Of course, this analogy breaks down on two points: number one, holocaust survivors don’t tell stories about Nazis doing supernatural things to them, and number two, we don’t need to just take the survivors’ word for it, because pretty much everything they claim can be verified independently, with many of the relevant artifacts available for display in Holocaust museums. Holocaust survivers aren’t really a good example; if you want a more parallel account, you ought to consider the accuracy of early Mormon accounts of the life of Joseph Smith, and of the migration west to Utah.
When all else fails, though, you can always try and make it sound like skeptics are being unfair and inconsistent.
This distinction between the neutrality and the objectivity of the New Testament writers is an extremely important point. Too often the documents that make up the New Testament are automatically considered biased and untrustworthy. This is ironic, because those who hold this view are often biased themselves. They are biased because they have not first investigated the New Testament documents or the context in which they were written in order to make an educated assessment of their trustworthiness.
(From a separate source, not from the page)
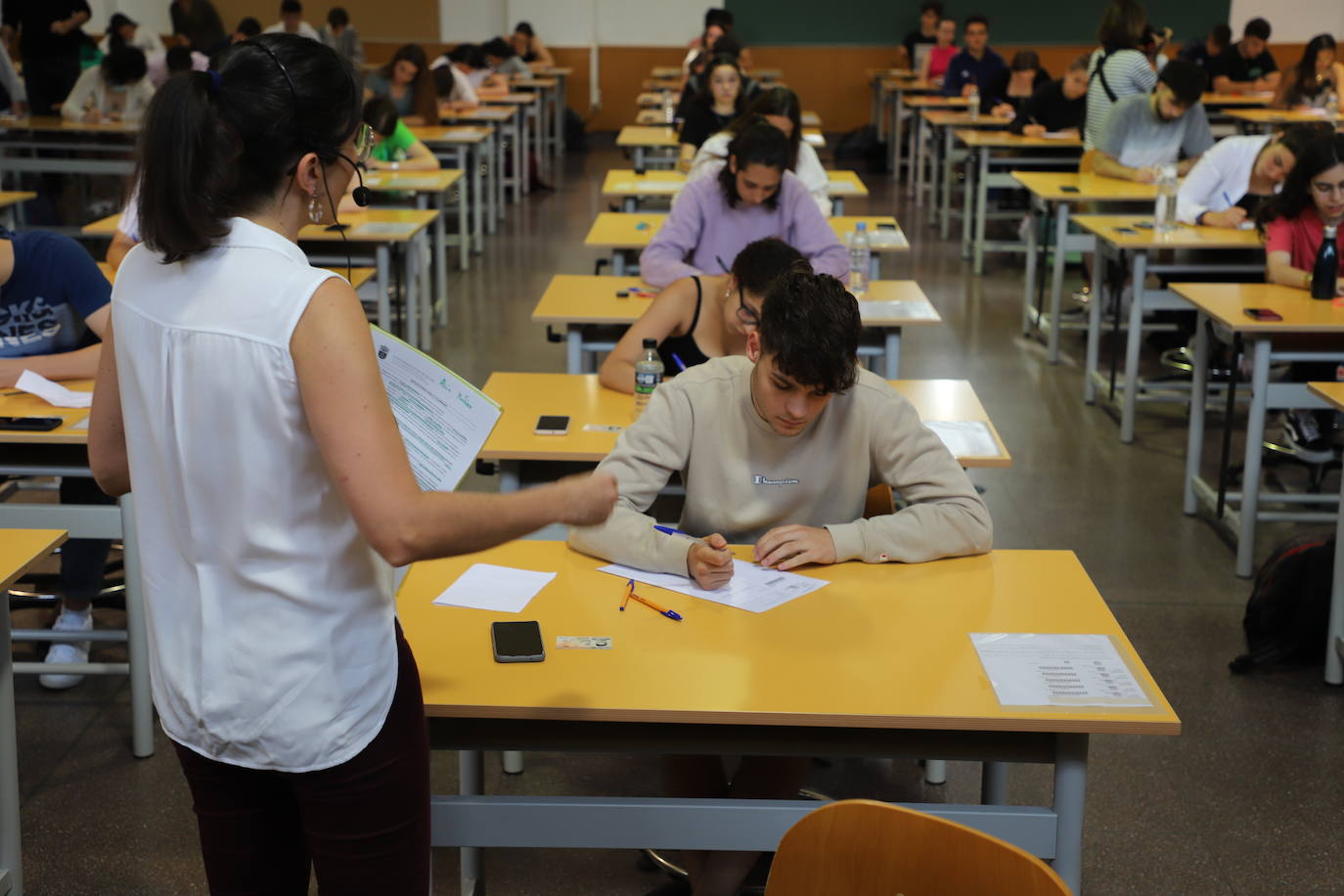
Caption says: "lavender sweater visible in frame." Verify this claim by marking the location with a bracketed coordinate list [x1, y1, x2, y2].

What Geisler and Turek overlook here is that doubts about the reliability of the New Testament are not arbitrary, a priori assumptions, but are based on inconsistencies in the text, in subsequent history, and in the remarkable disparity between the number of pro-Christian documents that have survived under Christian rule, and the scarcity of any anti-Christian documents from the same period, not to mention the similarities between a large number of Christian doctrines and earlier, pagan mythologies. It’s no coincidence that some of the world’s most liberal universities started out as seminaries dedicated to exploring the original teachings of Jesus and the prophets!
Score this session as one for four: out of four objections addressed, Geisler and Turek really only got one right (and that was the easiest of the four). There are some very reasonable and historically valid reasons for taking a skeptical view of the accuracy of the New Testament texts, and Geisler and Turek are wrong, and possibly misleading, to dismiss them so lightly. The next few sections of their book will most likely reveal this shortcoming to an even greater degree.